Accenture and Prevailion describe the recent activities of the Iranian threat group Lyceum. It's concentrated on installing backdoors in ISPs and telecommunications companies located in Israel, Morocco, Tunisia, and Saudi Arabia. An unnamed foreign ministry in Africa has also been targeted.
NCC Group reports that the Clopp ransomware gang is increasing its exploitation of the Serv-U vulnerability (CVE-2021-35211) to gain access to unpatched SolarWinds instances.

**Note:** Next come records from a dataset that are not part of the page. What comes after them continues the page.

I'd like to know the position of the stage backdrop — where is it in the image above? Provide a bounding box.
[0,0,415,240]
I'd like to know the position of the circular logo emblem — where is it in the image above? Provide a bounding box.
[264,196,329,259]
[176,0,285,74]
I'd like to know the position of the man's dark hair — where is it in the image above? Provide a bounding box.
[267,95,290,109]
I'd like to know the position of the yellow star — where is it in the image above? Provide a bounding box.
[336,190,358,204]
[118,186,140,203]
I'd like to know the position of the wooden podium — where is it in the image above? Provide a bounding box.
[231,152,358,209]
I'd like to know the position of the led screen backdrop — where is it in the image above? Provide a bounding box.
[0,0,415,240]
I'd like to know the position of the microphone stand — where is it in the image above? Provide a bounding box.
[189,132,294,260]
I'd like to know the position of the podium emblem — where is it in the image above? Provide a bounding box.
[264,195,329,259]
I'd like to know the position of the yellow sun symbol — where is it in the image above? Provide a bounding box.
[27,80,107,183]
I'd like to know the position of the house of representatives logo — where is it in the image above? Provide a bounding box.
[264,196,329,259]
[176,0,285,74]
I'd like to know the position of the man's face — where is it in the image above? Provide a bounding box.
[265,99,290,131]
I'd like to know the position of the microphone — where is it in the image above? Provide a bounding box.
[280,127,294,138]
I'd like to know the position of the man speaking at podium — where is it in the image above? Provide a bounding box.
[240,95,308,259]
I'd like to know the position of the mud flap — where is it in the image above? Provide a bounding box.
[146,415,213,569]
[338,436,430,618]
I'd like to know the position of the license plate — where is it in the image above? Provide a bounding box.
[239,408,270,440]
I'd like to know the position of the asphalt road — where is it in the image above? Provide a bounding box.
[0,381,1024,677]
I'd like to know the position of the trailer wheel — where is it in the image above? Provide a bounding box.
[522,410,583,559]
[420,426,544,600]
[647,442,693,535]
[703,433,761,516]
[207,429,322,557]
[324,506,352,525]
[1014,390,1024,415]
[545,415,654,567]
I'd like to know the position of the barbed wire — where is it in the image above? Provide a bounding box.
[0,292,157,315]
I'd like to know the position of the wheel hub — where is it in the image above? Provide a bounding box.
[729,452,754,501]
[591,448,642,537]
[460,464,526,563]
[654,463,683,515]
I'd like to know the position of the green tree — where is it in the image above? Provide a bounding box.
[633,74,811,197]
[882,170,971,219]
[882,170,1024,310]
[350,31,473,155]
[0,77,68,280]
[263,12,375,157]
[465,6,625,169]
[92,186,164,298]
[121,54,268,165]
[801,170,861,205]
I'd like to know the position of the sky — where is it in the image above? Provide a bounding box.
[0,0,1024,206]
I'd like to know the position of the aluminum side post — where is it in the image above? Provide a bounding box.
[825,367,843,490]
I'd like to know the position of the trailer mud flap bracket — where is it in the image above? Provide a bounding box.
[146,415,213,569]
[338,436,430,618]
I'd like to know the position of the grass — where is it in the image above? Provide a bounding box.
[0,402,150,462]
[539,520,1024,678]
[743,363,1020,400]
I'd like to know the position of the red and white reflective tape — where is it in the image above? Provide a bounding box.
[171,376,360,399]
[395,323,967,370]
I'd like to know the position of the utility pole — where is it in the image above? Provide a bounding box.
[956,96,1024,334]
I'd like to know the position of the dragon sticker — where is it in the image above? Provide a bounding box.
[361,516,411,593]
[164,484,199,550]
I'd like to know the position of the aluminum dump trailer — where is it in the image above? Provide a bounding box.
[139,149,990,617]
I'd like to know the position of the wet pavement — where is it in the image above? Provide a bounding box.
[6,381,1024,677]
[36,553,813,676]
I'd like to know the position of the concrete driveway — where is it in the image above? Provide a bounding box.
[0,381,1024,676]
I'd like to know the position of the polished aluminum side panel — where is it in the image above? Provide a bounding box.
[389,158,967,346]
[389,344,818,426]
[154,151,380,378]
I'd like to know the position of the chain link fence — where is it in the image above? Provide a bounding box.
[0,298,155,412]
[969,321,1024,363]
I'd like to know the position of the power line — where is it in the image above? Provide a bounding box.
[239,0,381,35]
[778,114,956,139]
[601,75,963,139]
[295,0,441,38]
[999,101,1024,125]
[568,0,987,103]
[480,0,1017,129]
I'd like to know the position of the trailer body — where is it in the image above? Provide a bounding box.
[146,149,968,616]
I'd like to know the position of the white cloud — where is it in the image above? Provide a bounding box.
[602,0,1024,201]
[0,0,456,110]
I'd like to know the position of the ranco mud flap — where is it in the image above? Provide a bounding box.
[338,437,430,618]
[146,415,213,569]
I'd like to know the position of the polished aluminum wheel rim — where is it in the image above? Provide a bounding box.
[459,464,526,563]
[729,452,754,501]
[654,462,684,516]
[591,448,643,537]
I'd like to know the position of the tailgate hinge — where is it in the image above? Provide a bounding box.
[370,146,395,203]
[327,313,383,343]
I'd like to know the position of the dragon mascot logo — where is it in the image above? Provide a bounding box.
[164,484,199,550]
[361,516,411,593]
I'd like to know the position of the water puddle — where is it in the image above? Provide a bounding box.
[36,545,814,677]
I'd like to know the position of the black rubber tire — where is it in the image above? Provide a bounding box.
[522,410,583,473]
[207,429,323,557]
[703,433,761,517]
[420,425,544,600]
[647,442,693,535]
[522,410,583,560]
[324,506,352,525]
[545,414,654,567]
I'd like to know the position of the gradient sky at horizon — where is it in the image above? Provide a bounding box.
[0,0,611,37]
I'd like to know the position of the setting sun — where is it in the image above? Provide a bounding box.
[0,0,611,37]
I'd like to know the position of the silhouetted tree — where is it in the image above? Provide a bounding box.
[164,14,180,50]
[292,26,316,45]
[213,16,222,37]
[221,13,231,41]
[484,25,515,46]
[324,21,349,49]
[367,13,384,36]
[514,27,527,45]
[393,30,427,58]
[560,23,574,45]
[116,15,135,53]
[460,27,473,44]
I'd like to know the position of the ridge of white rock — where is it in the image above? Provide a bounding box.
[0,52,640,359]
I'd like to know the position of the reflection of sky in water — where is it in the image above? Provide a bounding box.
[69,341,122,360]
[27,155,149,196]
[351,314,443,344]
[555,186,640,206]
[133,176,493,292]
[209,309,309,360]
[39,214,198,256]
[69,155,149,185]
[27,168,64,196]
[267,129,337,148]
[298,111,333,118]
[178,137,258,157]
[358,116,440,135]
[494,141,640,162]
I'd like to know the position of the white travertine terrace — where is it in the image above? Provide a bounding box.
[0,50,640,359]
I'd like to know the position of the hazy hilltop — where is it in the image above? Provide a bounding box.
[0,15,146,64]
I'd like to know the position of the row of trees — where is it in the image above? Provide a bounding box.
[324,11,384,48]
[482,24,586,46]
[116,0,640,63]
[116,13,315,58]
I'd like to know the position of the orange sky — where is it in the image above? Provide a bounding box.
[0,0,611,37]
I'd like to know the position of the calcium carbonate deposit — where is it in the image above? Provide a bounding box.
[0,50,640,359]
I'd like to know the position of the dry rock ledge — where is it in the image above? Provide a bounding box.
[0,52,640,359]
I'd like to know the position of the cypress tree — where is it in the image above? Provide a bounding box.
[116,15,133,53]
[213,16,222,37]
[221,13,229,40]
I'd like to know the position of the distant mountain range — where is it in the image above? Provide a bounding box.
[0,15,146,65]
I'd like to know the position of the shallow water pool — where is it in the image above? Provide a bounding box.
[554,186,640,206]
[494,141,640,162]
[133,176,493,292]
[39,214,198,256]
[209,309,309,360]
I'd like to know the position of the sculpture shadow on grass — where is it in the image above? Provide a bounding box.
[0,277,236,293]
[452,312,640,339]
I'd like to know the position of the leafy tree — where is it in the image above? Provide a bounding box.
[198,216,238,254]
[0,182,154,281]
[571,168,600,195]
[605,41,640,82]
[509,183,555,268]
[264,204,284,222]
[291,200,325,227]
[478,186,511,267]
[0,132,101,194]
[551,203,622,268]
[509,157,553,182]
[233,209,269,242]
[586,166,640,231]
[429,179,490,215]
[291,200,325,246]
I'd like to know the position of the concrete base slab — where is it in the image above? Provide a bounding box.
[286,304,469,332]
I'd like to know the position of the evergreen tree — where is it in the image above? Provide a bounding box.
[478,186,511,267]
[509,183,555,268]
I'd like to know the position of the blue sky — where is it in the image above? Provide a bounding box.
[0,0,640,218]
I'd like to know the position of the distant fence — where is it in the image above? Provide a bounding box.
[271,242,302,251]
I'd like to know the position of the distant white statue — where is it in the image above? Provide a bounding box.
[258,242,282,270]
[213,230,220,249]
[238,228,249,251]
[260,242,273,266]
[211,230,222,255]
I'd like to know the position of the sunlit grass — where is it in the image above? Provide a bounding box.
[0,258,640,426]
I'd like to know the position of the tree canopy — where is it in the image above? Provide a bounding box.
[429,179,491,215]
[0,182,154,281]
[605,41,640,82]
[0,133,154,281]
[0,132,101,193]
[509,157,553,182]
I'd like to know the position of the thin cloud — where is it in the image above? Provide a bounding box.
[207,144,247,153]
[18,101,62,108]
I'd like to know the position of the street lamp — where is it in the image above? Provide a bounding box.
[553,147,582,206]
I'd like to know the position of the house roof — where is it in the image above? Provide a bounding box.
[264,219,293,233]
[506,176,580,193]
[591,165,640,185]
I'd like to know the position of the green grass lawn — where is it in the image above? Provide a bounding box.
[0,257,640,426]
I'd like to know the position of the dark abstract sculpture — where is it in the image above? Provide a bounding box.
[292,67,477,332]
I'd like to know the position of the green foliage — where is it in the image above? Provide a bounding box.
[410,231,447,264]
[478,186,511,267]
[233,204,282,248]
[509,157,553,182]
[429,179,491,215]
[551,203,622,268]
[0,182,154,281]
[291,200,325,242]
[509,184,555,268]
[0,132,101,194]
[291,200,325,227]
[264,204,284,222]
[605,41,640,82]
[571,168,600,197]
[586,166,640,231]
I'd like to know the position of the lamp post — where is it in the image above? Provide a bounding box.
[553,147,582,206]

Forbes describes the activities of the RocketHack Russian criminal group, which it characterizes as a "cyber mercenary" operation specializing in gaining access to targeted individuals' Gmail, Protonmail and Telegram accounts. RocketHack is described as occupying essentially the same space as lawful intercept vendors like NSO Group.
In a 3-0 decision rendered Monday, the 9th US Circuit Court of Appeals rejected NSO Group's movement to dismiss a suit brought by WhatsApp and Facebook. According to Lawfare, WhatsApp alleges that NSO Group “sent malware [that is, the Pegasus surveillance tool] through WhatsApp’s server system to mobile devices." That suit will now proceed, and the Daily Beast writes that NSO Group is likely to be required to disclose much about its controversial dealings with governments who have abused the company's intercept tools. NSO Group sought to have the case dismissed on the grounds that it should enjoy sovereign immunity.
Microsoft addressed fifty-five vulnerabilities in yesterday's Patch Tuesday. KrebsOnSecurity says that two of the bugs are undergoing active exploitation in the wild. CISA yesterday released advisories on eight industrial control system vulnerabilities, along with information on patches and mitigations.